I bowed to her and sat down at the next table. I noticed she was nursing a bock and ordered one myself. The situation seemed to call for a certain boldness and I said in French, ‘We are both quite far from home, mademoiselle, aren’t we?’
She tossed her head irritably. ‘Je ne parle pas français.’
Her accent, with its flat mouthed vowels, was unmistakably North American.
‘Excuse me,’ I said in English, ‘I was saying we were some way from home. I didn’t realize it was more than 3,000 miles.’
She looked startled, then a timid smile broke over her face.
‘I’ve been trying to speak to you for the past two weeks,’ I went on. ‘I’d like to be friends with you.’
She said nothing. I looked at her deep black eyes, the plump curve of her cheek, the small blue-white teeth, the sulky preRaphaelite mouth. Before I could continue, however, her whole personality almost visibly altered: she was suddenly someone else—younger, more defenceless.
‘I’m in a bad temper tonight. I’m sorry.’
‘Let’s have another bock. And would you like a cigarette?’
‘Please.’
‘Here we are in Monte Carlo, the haunt of vice and sophistication, the world of E. Phillips Oppenheim. Let’s pretend we’re two old Riviera hands. Beer, cigarettes, the Café de Paris, a summer night—’

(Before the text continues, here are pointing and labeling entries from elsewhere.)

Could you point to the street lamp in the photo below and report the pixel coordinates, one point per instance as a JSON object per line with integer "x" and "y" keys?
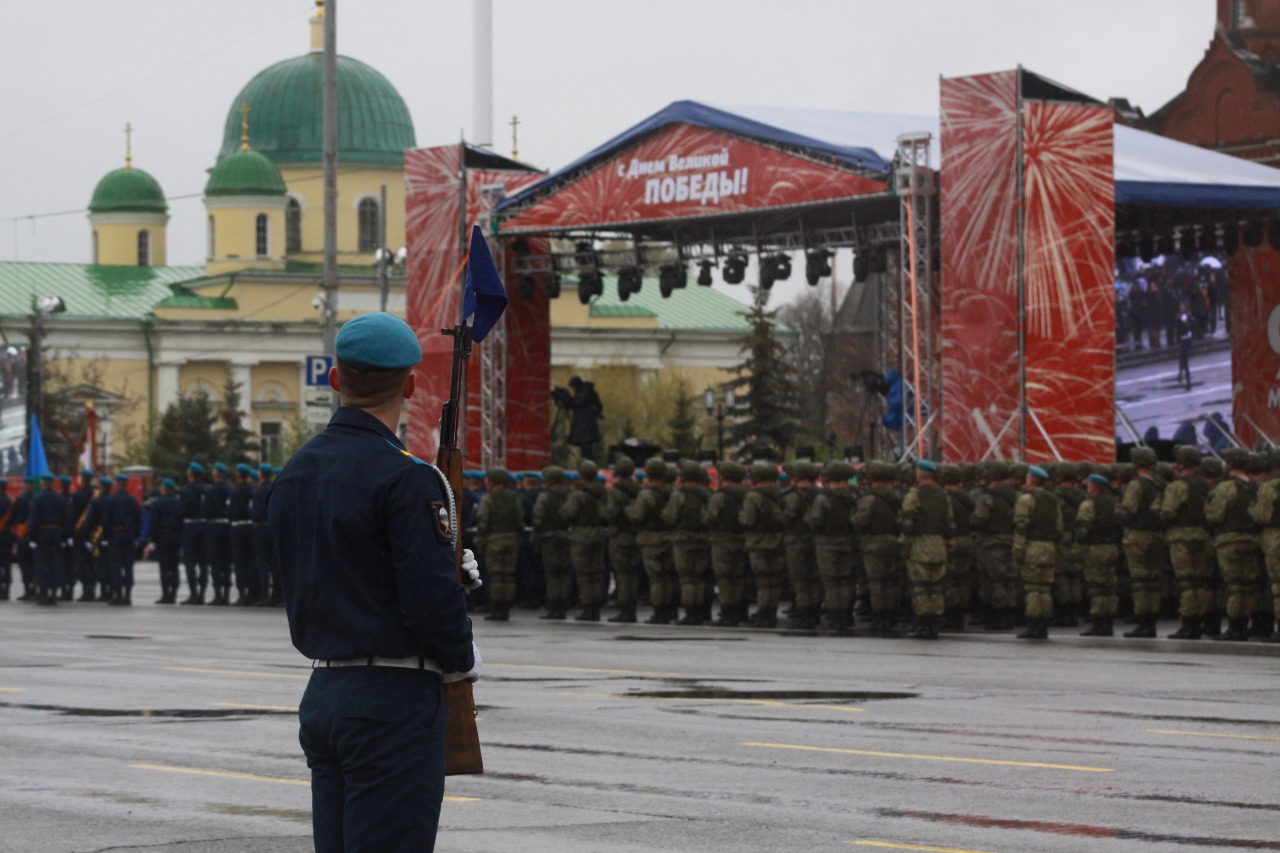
{"x": 717, "y": 409}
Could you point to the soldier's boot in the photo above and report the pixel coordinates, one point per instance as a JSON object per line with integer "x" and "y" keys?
{"x": 1144, "y": 629}
{"x": 1237, "y": 629}
{"x": 1189, "y": 629}
{"x": 764, "y": 617}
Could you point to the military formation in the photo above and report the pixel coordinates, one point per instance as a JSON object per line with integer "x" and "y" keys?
{"x": 894, "y": 550}
{"x": 214, "y": 525}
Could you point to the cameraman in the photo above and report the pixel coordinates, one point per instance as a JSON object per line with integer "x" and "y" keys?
{"x": 581, "y": 400}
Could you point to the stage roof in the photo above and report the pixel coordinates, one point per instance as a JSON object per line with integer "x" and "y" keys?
{"x": 1148, "y": 169}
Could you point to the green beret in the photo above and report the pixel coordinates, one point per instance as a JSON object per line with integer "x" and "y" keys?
{"x": 1142, "y": 456}
{"x": 731, "y": 471}
{"x": 378, "y": 341}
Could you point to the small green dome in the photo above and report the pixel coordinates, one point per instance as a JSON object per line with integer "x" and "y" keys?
{"x": 245, "y": 173}
{"x": 128, "y": 188}
{"x": 287, "y": 114}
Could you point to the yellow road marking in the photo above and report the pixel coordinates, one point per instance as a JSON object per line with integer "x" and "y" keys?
{"x": 919, "y": 757}
{"x": 568, "y": 669}
{"x": 283, "y": 780}
{"x": 771, "y": 703}
{"x": 1210, "y": 734}
{"x": 260, "y": 675}
{"x": 915, "y": 847}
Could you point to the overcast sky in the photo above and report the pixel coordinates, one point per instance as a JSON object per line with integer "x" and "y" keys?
{"x": 576, "y": 72}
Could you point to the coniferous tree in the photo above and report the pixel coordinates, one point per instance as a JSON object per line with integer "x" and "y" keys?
{"x": 768, "y": 392}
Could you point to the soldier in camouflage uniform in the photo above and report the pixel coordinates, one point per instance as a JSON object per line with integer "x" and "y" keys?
{"x": 993, "y": 523}
{"x": 624, "y": 552}
{"x": 762, "y": 525}
{"x": 1266, "y": 512}
{"x": 830, "y": 521}
{"x": 798, "y": 544}
{"x": 1182, "y": 510}
{"x": 728, "y": 552}
{"x": 1235, "y": 538}
{"x": 1143, "y": 542}
{"x": 551, "y": 539}
{"x": 926, "y": 524}
{"x": 1097, "y": 546}
{"x": 690, "y": 542}
{"x": 874, "y": 519}
{"x": 584, "y": 512}
{"x": 1037, "y": 537}
{"x": 499, "y": 520}
{"x": 654, "y": 541}
{"x": 958, "y": 583}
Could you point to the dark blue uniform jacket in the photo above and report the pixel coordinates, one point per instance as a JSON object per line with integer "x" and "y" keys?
{"x": 365, "y": 551}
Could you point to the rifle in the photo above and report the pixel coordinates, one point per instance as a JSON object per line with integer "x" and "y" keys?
{"x": 461, "y": 738}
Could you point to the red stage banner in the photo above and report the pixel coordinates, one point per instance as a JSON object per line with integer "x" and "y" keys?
{"x": 684, "y": 172}
{"x": 1253, "y": 278}
{"x": 979, "y": 267}
{"x": 435, "y": 229}
{"x": 1069, "y": 261}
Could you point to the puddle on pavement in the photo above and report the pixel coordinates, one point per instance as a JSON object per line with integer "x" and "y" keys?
{"x": 150, "y": 712}
{"x": 1082, "y": 830}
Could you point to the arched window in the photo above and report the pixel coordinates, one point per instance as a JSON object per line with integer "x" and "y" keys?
{"x": 260, "y": 236}
{"x": 293, "y": 227}
{"x": 368, "y": 226}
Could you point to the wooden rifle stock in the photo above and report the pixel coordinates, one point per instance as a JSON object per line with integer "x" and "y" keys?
{"x": 461, "y": 737}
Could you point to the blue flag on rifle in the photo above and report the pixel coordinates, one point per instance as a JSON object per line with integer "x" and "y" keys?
{"x": 483, "y": 296}
{"x": 37, "y": 465}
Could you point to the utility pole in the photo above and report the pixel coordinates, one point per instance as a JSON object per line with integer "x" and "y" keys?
{"x": 330, "y": 176}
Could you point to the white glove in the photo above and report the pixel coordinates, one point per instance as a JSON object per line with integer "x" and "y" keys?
{"x": 470, "y": 570}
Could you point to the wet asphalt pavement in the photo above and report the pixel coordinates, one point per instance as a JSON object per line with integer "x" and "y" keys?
{"x": 173, "y": 729}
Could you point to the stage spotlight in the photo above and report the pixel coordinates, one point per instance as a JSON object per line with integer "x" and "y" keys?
{"x": 704, "y": 273}
{"x": 735, "y": 269}
{"x": 817, "y": 265}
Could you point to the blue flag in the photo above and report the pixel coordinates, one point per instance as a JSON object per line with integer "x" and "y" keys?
{"x": 483, "y": 296}
{"x": 37, "y": 465}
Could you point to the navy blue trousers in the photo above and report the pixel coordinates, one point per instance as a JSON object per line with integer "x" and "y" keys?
{"x": 374, "y": 740}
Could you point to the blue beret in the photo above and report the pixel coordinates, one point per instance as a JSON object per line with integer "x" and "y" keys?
{"x": 378, "y": 341}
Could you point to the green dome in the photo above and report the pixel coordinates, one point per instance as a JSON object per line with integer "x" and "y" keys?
{"x": 128, "y": 188}
{"x": 245, "y": 173}
{"x": 286, "y": 119}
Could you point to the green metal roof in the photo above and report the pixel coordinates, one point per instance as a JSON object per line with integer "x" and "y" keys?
{"x": 90, "y": 290}
{"x": 691, "y": 309}
{"x": 287, "y": 114}
{"x": 128, "y": 190}
{"x": 245, "y": 173}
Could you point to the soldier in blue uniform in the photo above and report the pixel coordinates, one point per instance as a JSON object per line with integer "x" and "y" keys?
{"x": 81, "y": 557}
{"x": 218, "y": 534}
{"x": 191, "y": 506}
{"x": 167, "y": 539}
{"x": 45, "y": 528}
{"x": 242, "y": 536}
{"x": 124, "y": 516}
{"x": 264, "y": 547}
{"x": 365, "y": 537}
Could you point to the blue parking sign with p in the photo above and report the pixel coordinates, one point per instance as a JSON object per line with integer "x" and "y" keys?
{"x": 318, "y": 370}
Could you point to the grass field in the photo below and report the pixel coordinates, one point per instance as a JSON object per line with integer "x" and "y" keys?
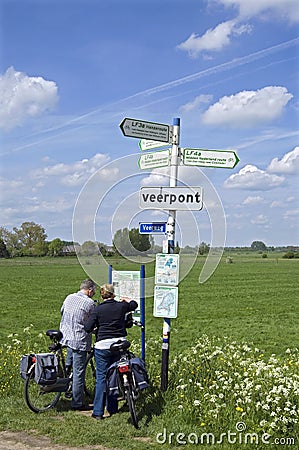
{"x": 221, "y": 369}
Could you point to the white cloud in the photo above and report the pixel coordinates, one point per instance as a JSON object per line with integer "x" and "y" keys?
{"x": 157, "y": 177}
{"x": 76, "y": 173}
{"x": 199, "y": 100}
{"x": 291, "y": 213}
{"x": 260, "y": 220}
{"x": 248, "y": 108}
{"x": 253, "y": 200}
{"x": 266, "y": 9}
{"x": 252, "y": 178}
{"x": 214, "y": 39}
{"x": 289, "y": 163}
{"x": 22, "y": 96}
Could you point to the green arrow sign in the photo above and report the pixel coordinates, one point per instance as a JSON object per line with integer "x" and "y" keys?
{"x": 154, "y": 159}
{"x": 226, "y": 159}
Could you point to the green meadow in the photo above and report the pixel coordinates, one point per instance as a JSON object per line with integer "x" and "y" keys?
{"x": 233, "y": 356}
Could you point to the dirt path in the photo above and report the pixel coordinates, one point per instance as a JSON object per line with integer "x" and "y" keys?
{"x": 22, "y": 441}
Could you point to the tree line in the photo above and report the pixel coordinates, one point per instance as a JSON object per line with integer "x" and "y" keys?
{"x": 31, "y": 240}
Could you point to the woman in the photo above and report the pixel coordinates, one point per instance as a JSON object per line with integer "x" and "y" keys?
{"x": 109, "y": 319}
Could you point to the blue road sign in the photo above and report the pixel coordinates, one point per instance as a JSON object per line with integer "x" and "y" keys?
{"x": 152, "y": 228}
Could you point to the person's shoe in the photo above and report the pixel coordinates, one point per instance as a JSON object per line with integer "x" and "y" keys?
{"x": 97, "y": 417}
{"x": 83, "y": 408}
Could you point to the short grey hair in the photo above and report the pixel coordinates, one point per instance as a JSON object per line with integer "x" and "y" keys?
{"x": 88, "y": 284}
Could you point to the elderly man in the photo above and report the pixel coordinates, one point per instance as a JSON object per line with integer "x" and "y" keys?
{"x": 75, "y": 311}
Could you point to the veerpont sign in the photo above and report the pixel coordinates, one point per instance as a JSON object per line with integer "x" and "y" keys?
{"x": 171, "y": 198}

‘Sure. Damn the expense. Give the canary another seed.’
‘No wisecracks. We don’t have to do that—with the Mediterranean sky, these lights and the moon. Think, at this moment we could be creating memories to last us for the rest of our lives. Or if you want to, look at the famous Casino: isn’t it like a yellow Easter egg tied up with plaster ribbons?’

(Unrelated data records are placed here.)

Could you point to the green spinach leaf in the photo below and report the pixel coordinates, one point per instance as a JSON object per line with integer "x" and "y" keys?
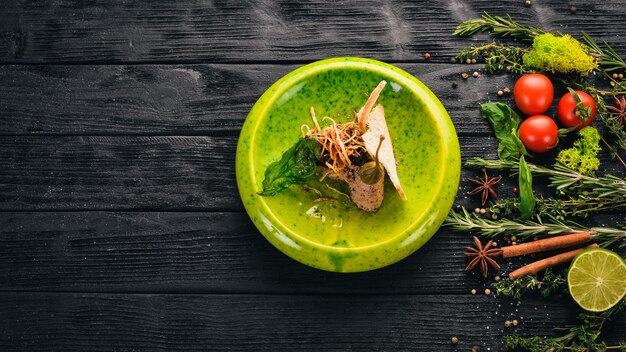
{"x": 296, "y": 166}
{"x": 504, "y": 122}
{"x": 527, "y": 198}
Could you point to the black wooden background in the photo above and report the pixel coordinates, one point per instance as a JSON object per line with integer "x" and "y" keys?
{"x": 121, "y": 226}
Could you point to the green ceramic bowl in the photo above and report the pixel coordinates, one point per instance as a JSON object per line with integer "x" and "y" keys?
{"x": 331, "y": 235}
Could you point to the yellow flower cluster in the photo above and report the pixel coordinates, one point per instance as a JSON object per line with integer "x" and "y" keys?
{"x": 559, "y": 54}
{"x": 583, "y": 156}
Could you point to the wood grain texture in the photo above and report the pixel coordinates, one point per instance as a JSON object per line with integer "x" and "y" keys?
{"x": 204, "y": 253}
{"x": 268, "y": 30}
{"x": 121, "y": 322}
{"x": 159, "y": 173}
{"x": 190, "y": 99}
{"x": 193, "y": 99}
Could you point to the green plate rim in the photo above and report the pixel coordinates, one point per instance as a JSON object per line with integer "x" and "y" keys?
{"x": 253, "y": 202}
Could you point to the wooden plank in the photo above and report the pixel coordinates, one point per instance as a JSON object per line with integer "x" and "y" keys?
{"x": 203, "y": 253}
{"x": 121, "y": 322}
{"x": 287, "y": 30}
{"x": 142, "y": 172}
{"x": 190, "y": 99}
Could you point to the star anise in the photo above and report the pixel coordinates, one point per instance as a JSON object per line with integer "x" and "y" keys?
{"x": 482, "y": 256}
{"x": 485, "y": 185}
{"x": 619, "y": 110}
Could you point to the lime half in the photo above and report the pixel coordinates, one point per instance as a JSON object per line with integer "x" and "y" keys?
{"x": 597, "y": 279}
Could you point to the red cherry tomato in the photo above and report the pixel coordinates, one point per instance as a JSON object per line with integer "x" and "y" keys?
{"x": 539, "y": 133}
{"x": 566, "y": 110}
{"x": 533, "y": 93}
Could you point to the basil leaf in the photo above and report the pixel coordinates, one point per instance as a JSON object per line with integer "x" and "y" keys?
{"x": 297, "y": 165}
{"x": 511, "y": 148}
{"x": 527, "y": 198}
{"x": 504, "y": 122}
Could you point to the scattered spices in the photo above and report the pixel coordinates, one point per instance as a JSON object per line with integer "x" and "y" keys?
{"x": 482, "y": 257}
{"x": 484, "y": 186}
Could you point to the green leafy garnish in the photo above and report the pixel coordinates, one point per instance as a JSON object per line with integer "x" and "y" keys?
{"x": 580, "y": 110}
{"x": 297, "y": 165}
{"x": 504, "y": 122}
{"x": 582, "y": 157}
{"x": 527, "y": 198}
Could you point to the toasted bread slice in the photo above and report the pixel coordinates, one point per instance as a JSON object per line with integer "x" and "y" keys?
{"x": 377, "y": 126}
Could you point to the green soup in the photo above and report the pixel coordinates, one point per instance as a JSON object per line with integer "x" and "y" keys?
{"x": 337, "y": 236}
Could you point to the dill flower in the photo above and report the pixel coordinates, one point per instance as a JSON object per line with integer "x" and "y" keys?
{"x": 582, "y": 157}
{"x": 559, "y": 54}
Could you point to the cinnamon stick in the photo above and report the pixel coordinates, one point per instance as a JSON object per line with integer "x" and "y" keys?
{"x": 550, "y": 262}
{"x": 546, "y": 244}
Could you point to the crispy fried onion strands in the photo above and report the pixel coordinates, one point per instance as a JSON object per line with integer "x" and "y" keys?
{"x": 341, "y": 143}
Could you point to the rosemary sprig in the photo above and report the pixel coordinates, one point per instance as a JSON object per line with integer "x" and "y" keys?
{"x": 579, "y": 338}
{"x": 563, "y": 179}
{"x": 526, "y": 229}
{"x": 582, "y": 206}
{"x": 497, "y": 57}
{"x": 498, "y": 26}
{"x": 609, "y": 121}
{"x": 548, "y": 284}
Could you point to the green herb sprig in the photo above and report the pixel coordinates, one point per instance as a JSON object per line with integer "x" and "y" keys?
{"x": 581, "y": 206}
{"x": 465, "y": 221}
{"x": 548, "y": 284}
{"x": 497, "y": 26}
{"x": 564, "y": 180}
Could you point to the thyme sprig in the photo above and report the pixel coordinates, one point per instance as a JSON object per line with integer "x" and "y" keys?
{"x": 465, "y": 221}
{"x": 581, "y": 206}
{"x": 579, "y": 338}
{"x": 546, "y": 285}
{"x": 497, "y": 57}
{"x": 497, "y": 26}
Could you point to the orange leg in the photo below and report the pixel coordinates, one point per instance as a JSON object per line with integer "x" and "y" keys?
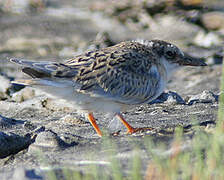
{"x": 92, "y": 120}
{"x": 128, "y": 126}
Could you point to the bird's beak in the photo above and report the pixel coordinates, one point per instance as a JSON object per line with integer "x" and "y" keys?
{"x": 187, "y": 60}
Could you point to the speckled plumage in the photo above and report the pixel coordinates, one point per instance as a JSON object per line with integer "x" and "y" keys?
{"x": 131, "y": 72}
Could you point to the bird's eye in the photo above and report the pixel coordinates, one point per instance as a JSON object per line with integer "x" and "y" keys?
{"x": 170, "y": 54}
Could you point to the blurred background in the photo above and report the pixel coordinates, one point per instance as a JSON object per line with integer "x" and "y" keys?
{"x": 57, "y": 30}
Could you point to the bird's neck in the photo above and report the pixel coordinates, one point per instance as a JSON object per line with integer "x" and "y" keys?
{"x": 168, "y": 68}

Her voice broke suddenly. ‘I came all the way here from Nice and they wouldn’t let me in. The little bastard at the door said I was too young.’

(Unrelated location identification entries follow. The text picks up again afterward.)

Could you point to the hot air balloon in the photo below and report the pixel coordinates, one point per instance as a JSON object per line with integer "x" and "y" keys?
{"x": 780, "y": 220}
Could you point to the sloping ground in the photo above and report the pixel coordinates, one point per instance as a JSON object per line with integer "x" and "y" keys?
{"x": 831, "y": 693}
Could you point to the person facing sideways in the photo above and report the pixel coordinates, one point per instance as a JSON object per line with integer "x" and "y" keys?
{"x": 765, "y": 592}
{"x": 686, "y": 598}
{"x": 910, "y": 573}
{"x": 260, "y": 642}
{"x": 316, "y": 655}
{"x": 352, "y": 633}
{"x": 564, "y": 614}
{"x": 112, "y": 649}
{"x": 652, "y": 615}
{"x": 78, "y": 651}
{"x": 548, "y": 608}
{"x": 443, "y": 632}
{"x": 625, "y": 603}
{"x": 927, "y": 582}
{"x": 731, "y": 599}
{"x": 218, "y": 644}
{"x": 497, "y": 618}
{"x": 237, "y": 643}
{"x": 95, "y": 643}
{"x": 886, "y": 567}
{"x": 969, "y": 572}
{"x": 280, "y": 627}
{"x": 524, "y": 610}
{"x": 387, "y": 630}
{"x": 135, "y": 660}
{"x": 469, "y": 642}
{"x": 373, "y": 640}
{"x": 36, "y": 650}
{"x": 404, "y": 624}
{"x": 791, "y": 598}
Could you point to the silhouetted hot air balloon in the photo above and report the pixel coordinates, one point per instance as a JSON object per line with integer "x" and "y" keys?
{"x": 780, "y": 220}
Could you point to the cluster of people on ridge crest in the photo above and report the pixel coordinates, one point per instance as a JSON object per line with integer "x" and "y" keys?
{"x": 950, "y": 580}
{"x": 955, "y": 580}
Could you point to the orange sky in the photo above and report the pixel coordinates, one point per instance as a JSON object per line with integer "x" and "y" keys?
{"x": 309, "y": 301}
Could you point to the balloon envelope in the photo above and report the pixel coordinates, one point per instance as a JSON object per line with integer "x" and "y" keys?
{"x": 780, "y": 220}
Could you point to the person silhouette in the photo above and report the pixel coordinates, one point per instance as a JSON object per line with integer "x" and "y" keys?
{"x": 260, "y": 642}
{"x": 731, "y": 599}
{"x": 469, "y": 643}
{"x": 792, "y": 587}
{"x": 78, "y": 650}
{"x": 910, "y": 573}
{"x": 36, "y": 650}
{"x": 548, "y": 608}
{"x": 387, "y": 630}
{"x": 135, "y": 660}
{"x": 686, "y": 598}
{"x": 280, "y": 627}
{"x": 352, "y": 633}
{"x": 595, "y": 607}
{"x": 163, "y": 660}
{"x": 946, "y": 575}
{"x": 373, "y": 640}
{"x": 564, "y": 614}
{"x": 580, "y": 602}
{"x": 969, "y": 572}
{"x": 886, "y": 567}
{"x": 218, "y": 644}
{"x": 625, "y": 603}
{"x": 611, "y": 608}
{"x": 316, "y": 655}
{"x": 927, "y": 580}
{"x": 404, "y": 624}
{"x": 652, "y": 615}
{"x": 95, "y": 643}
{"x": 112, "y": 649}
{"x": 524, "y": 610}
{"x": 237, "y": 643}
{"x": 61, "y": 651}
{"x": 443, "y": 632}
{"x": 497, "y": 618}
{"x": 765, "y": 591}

‘He told me the same thing.’
‘No! Then we’re in the same boat.’
‘Tell me your name.’
‘I’m Stanley Dahl. A Canadian. From Winnipeg.’
‘I’m Canadian, too. From Montreal.’
‘I thought you were a Scandinavian—so tall and so fair.’
We sat in a rapturous silence looking at the moon. Behind us the string orchestra was playing something by Kreisler. I had the feeling of having picked up a stray kitten which I already loved and could not bear to part with.
‘Here’s your party,’ she said. ‘Go back to your table now.’
‘Come and meet them.’
Ethel Moorhead and Stanley liked each other at once. Their mutual attraction must have been due to a common shyness and sincerity, for there was nothing else to unite them. Ethel was also in high good humour from her success at the roulette-table: she had won heavily but did not say how much.
‘We were both lucky tonight,’ she said to me. ‘Your sixth transversal paid off on the second roll. That means I owe you 275 francs.’
‘But you weren’t supposed to try it twice for me. I really owe you twenty-five francs.’
‘I’ve already deducted that from your share of the six hundred I won,’ she said firmly, pushing the money at me. ‘And now all of you have just time to take me home, have a nightcap there and catch the last bus to Nice.’
Bob fell asleep on the bus and I held Stanley’s hand all the way back to Nice. The bus dipped and rose as we hurled onwards in the darkness. The Mediterranean, glimpsed every now and then, was dashed with yellow moonlight. Stanley’s rough hand rested in mine like a small antediluvian sea-shell. When I kissed her, just as we lurched around the Quai de Beauté in the old port, I thought she was sleeping and insensible, but the cool ring of her lips was no less beautiful for being unresponsive.